6. What are the Revenue and Collateral Requirements for Short-Term Business Loans?
There is more flexibility in revenue requirements than that of long-term business loans, and personal collateral is rarely required. The ability to easily attain liquidity is a key advantage of short-term loans for businesses, specifically with alternative lenders like online platforms, who understand the unique requirements and cash flow fluctuations of a company. Generally speaking, a business must deposit a minimum of $15,000 per month in sales through a business bank account month over month to qualify. This method is ideal, especially when managing savings and adjusting to the ups and downs of business finances. Importantly, there is no limit to the amount of revenue that a business can deposit annually.

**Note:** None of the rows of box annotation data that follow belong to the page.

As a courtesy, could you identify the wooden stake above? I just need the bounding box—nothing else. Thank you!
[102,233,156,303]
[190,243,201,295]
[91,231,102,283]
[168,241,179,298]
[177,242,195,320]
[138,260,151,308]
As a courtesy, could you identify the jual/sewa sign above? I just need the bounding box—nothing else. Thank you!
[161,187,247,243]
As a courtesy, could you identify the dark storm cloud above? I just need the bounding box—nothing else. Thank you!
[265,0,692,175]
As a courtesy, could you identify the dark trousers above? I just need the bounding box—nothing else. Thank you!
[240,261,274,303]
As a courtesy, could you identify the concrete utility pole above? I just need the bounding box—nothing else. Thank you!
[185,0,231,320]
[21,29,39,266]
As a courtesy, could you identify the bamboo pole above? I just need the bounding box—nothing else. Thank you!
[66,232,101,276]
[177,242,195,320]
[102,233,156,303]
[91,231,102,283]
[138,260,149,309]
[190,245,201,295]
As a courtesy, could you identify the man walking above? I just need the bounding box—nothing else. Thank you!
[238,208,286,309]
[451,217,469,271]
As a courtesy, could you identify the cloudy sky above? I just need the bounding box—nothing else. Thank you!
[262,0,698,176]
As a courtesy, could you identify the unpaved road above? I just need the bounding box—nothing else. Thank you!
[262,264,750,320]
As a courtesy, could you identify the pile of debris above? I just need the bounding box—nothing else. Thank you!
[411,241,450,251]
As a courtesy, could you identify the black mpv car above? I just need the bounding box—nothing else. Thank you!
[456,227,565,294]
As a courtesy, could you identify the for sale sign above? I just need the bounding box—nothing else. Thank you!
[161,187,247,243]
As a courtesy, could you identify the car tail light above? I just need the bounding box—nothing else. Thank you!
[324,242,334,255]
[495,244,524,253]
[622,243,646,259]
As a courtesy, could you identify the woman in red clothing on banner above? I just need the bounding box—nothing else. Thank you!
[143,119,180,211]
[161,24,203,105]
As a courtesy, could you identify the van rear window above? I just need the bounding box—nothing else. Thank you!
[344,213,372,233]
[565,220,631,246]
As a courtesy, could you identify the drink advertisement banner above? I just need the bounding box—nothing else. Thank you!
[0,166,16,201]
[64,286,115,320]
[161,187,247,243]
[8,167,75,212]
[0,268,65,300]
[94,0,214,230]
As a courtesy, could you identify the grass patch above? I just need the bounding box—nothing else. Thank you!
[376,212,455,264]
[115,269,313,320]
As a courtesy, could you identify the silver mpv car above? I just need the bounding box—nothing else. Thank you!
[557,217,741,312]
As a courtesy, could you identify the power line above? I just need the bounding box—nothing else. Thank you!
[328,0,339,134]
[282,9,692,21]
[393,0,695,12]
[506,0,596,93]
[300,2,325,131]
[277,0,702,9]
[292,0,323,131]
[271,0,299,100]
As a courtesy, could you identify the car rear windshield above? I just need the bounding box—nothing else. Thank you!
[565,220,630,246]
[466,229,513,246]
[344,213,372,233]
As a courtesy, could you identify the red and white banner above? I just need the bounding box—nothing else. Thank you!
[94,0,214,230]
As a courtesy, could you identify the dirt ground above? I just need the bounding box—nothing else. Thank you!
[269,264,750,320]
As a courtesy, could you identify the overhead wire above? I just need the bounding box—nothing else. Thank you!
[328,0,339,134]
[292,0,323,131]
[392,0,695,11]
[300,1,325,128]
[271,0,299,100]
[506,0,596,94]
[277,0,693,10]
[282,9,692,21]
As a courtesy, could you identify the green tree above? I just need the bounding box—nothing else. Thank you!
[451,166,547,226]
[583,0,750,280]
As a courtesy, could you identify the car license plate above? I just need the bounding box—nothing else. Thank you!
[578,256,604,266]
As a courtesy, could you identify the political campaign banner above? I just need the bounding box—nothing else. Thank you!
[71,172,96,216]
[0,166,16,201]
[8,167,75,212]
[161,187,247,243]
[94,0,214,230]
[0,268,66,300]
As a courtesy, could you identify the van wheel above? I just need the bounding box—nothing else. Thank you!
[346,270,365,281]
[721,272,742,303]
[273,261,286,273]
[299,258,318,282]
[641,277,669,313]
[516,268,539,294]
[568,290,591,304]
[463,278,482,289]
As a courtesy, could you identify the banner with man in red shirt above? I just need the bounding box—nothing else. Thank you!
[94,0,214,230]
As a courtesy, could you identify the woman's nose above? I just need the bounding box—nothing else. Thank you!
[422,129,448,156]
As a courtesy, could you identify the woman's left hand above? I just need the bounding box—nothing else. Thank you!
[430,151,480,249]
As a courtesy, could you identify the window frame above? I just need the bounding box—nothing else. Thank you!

7. What Financial Statement are Required for Short-Term Business Loans?
In general, the requirements for short-term financing are much less than the long-term alternative. The primary documentation needed generally consists of;
- 3 to 4 months of business bank statements, which serve to qualify your business for funding.
- Some lending products may also request Merchant Processing Statements (if applicable)
- Business tax returns are typically not required unless the loan request is greater than $100,000 to $250,000 and above.
- Certain situations where there is noticeable seasonality to the business, there might also be requests for additional bank statements and/or account receivable reports.
8. What are the uses for Short-Term Business Loans?
By far, the biggest reason for short-term financing is business working capital. Managing the business's cash flow is often a challenge, regardless of the size or type of the company. That's where short-term business financing comes in; it moves the decision-making process to the business owner, enabling them to reassess needs throughout the year. However, this also means they may bear disadvantages such as shorter repayment terms and potentially higher interest rates. Nonetheless, these loans allow for urgent needs that may not be eligible for financing through long-term products like business expansion, equipment, supplies, and software. This means the personal assets of small business owners could potentially be at risk for payments should the business default on the loan.
9. Who offers Short-Term Business Loans?
The following entities provide long-term business financing;
- Short-Term Business Lenders/Funders
- Online Business Lenders
- Business Loan Brokers
Short-Term vs. Long-Term Financing: A Detailed Verdict
The big elephant in the room is simple. Long–term financing is clearly more appealing because it offers the ability for the business owner to access more capital at more affordable terms.
But life isn't that simple, is it? Long-term financing is not for everyone whether you want it or not! It's difficult to qualify for long-term business loans. Period, Full stop. It is not an option for many business owners; especially the smaller business so don't go thumbing your nose at short-term lending products because it's the fastest-growing segment of the business funding market as of 2024 for a reason.
The true answer is that short-term and long-term business loans are both valuable tools that need to be explored and evaluated to determine what is the best available option and solution to solve the problem, which is acquiring money for the business. So, take your time, explore, evaluate, compare, and then decide.
One thing is for sure, there will be times when the ability to grow your business will require the capital to do so, so be a good detective and discover the possibilities that fit best.